India’s territory records are inconsistent and arcane. Investigators say individuals, for example, government officials, representatives and non-inhabitant Indians regularly utilize money they haven’t paid assessments on to purchase property, yet place it for the sake of their relatives or trusted workers.
Be that as it may, regularly flats and land go down eras in a family without the first proprietor’s name steadily being changed in the title.
Information on the size of such action is not accessible. Be that as it may, industry gauges indicate 5 to 10 percent of land in numerous urban communities is purchased by individuals who have dodged charges.
In his month to month radio address on Sunday, PM Modi protected demonetisation, which he has charged as an endeavor to battle debasement, and said the legislature would execute the law to tidy up India’s land records in coming days.
“There is no doubt of a withdraw,” PM Modi said.
The law, called the Prohibition of Benami Property Transactions Act, which became effective on November 1, says individuals who hold resources that don’t really have a place with them could confront up to seven years in prison, other than seizure of the property.
The legislature has yet to explain how it will upgrade land records and land registries.
Investigators said the genuine test for PM Modi is increment consistence and rebuff individuals who have dodged charges without making hardship others.
“The constant quest for dark cash should be supported by strong execution. Generally this will simply stay on paper,” said Amit Maheshwari, an accomplice at consultancy Ashok Maheshwary and Associates LLP.
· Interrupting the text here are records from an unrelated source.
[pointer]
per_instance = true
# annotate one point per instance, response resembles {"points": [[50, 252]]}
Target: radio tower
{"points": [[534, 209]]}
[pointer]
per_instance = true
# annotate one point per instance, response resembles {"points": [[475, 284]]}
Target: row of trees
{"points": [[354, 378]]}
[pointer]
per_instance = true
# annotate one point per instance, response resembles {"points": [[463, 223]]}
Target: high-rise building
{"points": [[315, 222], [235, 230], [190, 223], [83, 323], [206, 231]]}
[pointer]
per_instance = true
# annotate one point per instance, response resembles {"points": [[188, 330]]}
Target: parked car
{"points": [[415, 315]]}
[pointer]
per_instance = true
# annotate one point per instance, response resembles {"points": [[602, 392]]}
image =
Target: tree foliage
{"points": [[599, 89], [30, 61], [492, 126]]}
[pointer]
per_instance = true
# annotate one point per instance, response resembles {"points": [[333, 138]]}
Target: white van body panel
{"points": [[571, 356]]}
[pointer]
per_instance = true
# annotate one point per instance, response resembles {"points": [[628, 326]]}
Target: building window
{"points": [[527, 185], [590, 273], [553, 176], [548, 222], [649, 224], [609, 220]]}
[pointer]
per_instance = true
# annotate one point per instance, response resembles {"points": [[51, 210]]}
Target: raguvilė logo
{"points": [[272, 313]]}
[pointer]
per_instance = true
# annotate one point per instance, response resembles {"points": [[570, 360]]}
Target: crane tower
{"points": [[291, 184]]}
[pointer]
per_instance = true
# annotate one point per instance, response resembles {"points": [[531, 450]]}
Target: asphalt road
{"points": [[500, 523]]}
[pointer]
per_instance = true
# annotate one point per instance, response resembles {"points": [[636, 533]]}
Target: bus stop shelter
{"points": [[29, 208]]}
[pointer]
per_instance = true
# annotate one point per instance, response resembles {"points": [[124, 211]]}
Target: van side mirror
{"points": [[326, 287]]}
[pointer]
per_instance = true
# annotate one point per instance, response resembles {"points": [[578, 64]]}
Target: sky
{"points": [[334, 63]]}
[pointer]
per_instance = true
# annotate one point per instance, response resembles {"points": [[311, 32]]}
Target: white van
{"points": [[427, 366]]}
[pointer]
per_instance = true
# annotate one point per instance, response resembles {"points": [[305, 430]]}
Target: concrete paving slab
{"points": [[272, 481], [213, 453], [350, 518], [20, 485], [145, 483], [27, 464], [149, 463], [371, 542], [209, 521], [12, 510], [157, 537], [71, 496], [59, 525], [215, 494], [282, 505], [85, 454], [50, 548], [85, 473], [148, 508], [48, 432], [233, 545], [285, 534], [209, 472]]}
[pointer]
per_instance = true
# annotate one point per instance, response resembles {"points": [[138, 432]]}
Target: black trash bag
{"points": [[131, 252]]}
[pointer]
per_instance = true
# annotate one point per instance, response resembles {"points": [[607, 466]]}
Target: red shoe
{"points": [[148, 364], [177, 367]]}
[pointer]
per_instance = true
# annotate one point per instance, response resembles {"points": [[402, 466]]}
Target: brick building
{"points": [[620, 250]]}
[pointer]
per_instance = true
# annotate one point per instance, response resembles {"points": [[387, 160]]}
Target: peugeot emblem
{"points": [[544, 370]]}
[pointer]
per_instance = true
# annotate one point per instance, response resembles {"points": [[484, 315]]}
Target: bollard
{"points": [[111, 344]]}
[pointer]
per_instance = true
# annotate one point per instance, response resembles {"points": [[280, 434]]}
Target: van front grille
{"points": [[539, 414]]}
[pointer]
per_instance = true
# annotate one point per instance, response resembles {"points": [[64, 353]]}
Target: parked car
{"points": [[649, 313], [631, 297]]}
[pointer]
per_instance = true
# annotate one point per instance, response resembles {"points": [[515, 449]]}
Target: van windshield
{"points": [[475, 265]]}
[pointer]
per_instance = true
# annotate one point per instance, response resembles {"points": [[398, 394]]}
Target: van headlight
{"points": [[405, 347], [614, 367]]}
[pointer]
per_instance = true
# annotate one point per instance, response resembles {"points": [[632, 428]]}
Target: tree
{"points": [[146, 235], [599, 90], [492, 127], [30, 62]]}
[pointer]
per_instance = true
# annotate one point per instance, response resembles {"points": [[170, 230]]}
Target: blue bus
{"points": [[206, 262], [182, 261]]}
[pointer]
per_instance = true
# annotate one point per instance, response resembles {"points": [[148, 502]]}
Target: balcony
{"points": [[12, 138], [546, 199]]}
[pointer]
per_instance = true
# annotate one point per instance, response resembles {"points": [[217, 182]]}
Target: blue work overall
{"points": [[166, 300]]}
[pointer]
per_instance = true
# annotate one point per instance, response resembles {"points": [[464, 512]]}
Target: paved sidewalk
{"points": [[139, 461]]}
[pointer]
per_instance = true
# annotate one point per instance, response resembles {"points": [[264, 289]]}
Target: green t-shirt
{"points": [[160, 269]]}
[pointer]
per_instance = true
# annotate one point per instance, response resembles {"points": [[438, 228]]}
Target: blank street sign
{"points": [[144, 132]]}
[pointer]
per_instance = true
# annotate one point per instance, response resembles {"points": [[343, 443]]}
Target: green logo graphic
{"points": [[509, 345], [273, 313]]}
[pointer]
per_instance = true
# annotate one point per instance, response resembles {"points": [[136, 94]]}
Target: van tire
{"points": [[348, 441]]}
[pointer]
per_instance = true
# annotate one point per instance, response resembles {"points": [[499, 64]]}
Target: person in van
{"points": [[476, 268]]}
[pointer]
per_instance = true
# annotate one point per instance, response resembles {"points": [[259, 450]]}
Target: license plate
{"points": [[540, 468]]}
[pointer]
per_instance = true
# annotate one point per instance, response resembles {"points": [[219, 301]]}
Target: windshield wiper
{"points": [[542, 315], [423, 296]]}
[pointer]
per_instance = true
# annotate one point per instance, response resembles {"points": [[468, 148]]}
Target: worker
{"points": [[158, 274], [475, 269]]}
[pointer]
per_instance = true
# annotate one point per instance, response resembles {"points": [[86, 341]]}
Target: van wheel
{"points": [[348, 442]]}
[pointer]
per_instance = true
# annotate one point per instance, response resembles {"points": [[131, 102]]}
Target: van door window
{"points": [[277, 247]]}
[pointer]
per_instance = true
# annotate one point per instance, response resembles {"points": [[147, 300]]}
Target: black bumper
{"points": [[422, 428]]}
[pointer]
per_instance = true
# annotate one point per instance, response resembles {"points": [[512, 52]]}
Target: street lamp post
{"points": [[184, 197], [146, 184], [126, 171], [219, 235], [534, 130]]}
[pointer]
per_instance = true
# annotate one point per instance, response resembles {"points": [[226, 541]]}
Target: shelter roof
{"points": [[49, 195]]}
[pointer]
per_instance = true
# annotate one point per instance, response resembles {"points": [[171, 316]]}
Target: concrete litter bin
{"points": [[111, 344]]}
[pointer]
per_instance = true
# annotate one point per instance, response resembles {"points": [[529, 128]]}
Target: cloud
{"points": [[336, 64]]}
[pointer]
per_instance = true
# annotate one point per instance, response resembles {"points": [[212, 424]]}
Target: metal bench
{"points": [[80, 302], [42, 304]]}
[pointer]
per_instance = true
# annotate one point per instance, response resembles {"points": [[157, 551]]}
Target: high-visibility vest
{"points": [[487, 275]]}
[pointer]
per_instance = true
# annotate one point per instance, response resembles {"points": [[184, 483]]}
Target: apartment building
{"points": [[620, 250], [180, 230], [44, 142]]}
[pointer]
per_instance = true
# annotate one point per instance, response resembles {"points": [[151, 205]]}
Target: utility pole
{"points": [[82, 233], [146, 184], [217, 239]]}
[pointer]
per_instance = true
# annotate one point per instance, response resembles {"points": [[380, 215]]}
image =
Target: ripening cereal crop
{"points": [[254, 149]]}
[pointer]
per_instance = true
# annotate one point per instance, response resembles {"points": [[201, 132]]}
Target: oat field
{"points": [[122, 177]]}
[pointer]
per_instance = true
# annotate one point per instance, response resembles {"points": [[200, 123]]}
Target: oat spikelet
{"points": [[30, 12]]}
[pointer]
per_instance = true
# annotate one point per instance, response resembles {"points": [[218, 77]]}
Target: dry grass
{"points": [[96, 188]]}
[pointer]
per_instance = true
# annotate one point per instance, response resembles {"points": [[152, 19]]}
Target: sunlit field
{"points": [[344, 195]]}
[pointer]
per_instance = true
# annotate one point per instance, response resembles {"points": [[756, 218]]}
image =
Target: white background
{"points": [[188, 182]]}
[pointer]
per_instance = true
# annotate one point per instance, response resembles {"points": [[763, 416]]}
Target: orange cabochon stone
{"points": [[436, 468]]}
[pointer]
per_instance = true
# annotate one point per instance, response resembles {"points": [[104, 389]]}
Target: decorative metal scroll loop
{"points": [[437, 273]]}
How to price your property right.

 Price your property right. The value of a property is decided by various factors, including the cost  of similar properties in the same location, the view of the apartment, the available amenities in  the building and the overall market trends in terms of appreciation and depreciation.
Selling a property is art which can be perfected if one follows certain guidelines. Forum often gets  queries from consumers such as ‘How do I calculate the right price for my house?’ or ‘How can I  make my house more valuable so that I can get the best price for it?’ or ‘How can I increase the  value of my house?’ Here are some ways to achieve the right value.
 Find your right Property.Price History: Identify houses which have been sold recently in your area and try to read the  market trends in terms of pricing. Property portals today, offer online tools which calculate the worth of your house online. It is also good to do some research on houses that resemble your property. It will help you know the market well and assess the real value of your own house.
Negotiation: While developers can afford to give discounts and lure buyers, you as an investor may not be in a position to give a heavy cut. However, do keep in mind that a potential customer will always try to negotiate. How much of a cut is fine and how much is unworthy of pursuing should be your call.
Quoting the right price: Selling prices depend a lot on the amenities and facilities available for a prospective buyer. Apart from the location and infrastructure, buyers look at what are the conveniences they can get- is the house maintained over the years, what is the condition of the building, what do others have to say about the project, is there constant water, power supply etc. Keep the pricing rational and not too high as overpriced houses take time to sell or sometimes don’t sell.
It is also recommended to talk to neighbors and ask for the prevailing rates. You could also get the property evaluated by 2-3 brokers to get a realistic quote. Happy Selling!